BlogHer was founded in 2005 by Lisa Stone, a former CNN journalist and BlogHer’s CEO; marketer Elisa Camahort Page and online maven Jory Des Jardins. It publishes 3,000 contributors in an ad revenue-sharing arrangement and hosts conferences for women in social media. Investors are Venrock, GE/NBC Universal’s Peacock Equity Fund, and Azure Capital Partners.

Morrison was introduced to Stone a few years ago while she was at Hearst’s Redbook and had launched a blog platform for the magazine’s site. “I got a phone call from her,” Morrison recalled. “She goes, ‘You just launched all these blogs and you’re paying them, and you’re not even moderating their comments.
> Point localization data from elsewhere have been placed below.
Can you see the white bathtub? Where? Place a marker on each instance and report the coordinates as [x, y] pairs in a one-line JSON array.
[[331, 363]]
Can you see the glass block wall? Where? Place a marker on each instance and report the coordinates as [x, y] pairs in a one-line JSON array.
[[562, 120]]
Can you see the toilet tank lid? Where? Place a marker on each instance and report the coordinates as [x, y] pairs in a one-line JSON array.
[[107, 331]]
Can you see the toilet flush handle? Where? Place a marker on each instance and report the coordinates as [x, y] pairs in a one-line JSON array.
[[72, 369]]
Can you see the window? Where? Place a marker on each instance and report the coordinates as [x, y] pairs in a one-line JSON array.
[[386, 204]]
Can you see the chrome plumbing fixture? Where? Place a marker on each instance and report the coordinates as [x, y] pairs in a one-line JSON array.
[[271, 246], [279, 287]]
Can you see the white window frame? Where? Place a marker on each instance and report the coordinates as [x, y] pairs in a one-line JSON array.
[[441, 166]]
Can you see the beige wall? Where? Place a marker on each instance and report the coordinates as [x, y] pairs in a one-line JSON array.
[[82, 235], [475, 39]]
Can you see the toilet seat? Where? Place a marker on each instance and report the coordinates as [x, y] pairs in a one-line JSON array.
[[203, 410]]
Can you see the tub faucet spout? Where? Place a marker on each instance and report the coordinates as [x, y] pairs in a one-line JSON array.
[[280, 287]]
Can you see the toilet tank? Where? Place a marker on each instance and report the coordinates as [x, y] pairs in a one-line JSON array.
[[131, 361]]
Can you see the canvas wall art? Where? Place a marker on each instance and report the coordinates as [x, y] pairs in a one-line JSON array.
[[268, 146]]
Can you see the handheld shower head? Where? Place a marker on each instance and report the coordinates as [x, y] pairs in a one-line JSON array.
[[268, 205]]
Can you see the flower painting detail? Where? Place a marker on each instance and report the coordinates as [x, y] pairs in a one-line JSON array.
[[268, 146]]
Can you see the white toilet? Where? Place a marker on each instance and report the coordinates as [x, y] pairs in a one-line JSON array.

Who are you?’ Because at the time, big companies were still concerned about the idea that people could write whatever.”

In April 2010, Morrison resigned from Redbook to take care of her ailing (and since deceased) parents, but stayed in touch with Stone, eventually consulting to the company and launching its motherhood channel, BlogHerMoms.

“I got sucked into how much depth there is in the BlogHer business,” she said. “It’s strategy, new business models, new media models, voices, community.”

Morrison said she plans to focus on developing new publishing products for BlogHer’s contributors and extending the site’s reach to a broader audience of bloggers. She’ll oversee a staff of three full-timers and a dozen or so part-timers, smaller than what she’s used to at Redbook (and Marie Claire and Modern Bride before that).

While Morrison says she misses some aspects of the glossy magazine world, like producing dazzling photo shoots and polished story packages, she’s drawn to the authenticity of blogs.

“The conversation I see women having at this level is surprisingly direct,” she said. “Challenges are a normal part of life. One of the things I love about magazines is, you can package [them] in a way that’s inspiring. But there is a level of connectivity you can have on the Internet that you cannot have in the printed world.”